Edwards explains that it’s invaluable to be aware of your clients needs, and that doesn’t just stop at skin care. “Skin care is emotional, too, so you have to address all of the client’s needs if you want to be a good esthetician. It’s not just looking at the skin … you want to be interested in all of her,” she says.
A piece of advice an instructor once told Edwards has stayed with her throughout her career—she routinely leaves her clients with this request: “If you’re pleased with my service, tell others. If not, please tell me, and give me the chance to improve.” Although seemingly blunt, this allows her to address any potential issues head-on. An additional trust-builder that Edwards has integrated into her business strategy a guarantee that clients will see and feel a noticeable difference in the first 80 minutes she spends with them during the appointment, or the appointment is free of charge. “I have an enzymatic peel for people who are skeptics—and I don’t blame them, because when you don’t get results, it’s really hard to believe some that is really going to help you in your journey to better skin,” she says. At the end of the treatment, Edwards shows the client before-and-after photographs she took of their skin with a facial imaging system—which is a practice she continues to do with them long-term—in order for the client to see the transformation. So far, she has always received payment. “You can’t change what a photograph does,” says Edwards.
On that first visit, Edwards never attempts to sell the client more than four products. She finds that if a client is not used to an at-home skin care routine, it may be difficult for them to incorporate more than a few products, which will lead to less-than-stellar results. Because many clients may, at first, believe they only need a cleanser and moisturizer, Edwards performs a quick demo on their hand to show what a difference a toner can make.
Edwards believes the future of the skin care industry is endless “... because more and more people are interested in quality care.” However, those clients will educate themselves with the resources available to them. “The intelligent consumer is looking for an esthetician or holistic practitioner that knows what they’re doing, who is constantly getting educated.
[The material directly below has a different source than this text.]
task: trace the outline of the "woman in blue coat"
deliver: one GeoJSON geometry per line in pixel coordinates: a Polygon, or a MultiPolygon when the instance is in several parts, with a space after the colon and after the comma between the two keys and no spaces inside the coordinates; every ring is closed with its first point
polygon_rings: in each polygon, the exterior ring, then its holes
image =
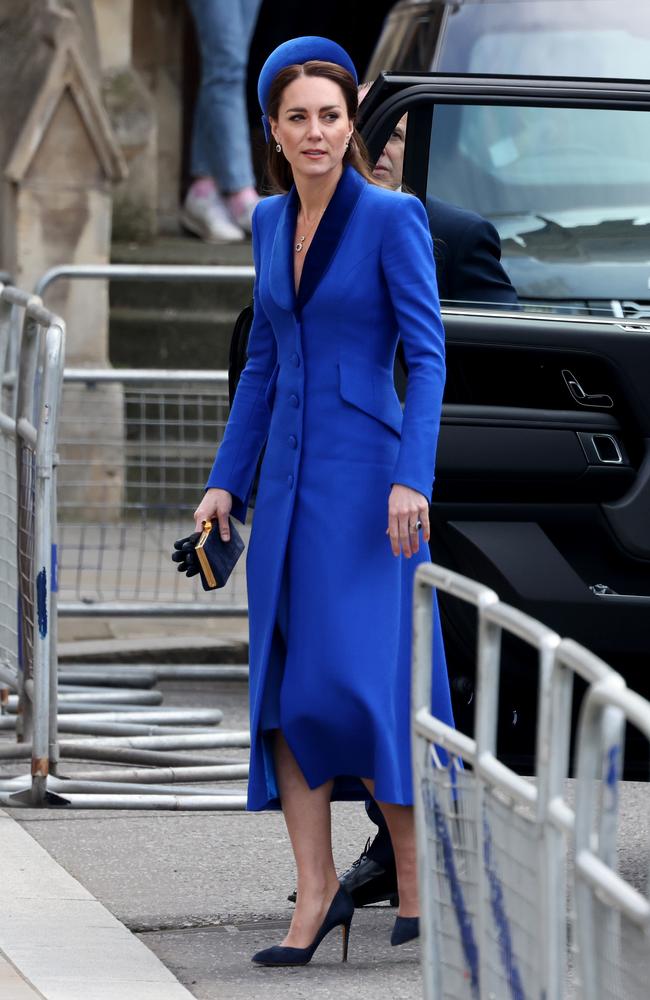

You can’t rest on your laurels—you must go to classes, you must get your CEUs—you have to keep up with things,” says Edwards. “Even if you don’t utilize what’s new, you still want to be aware, because your client is going to come in and ask you questions, and you need to know at least what’s current. We have the inside track when we go to classes and to shows … and we need to take advantage of that.”
Edwards offers the following advice to other skin care professionals: “Be the best at what you do; master your craft; don’t stop learning; be enthusiastic; be among people who have the same interests you have,” she explains. “And you will make yourself successful.”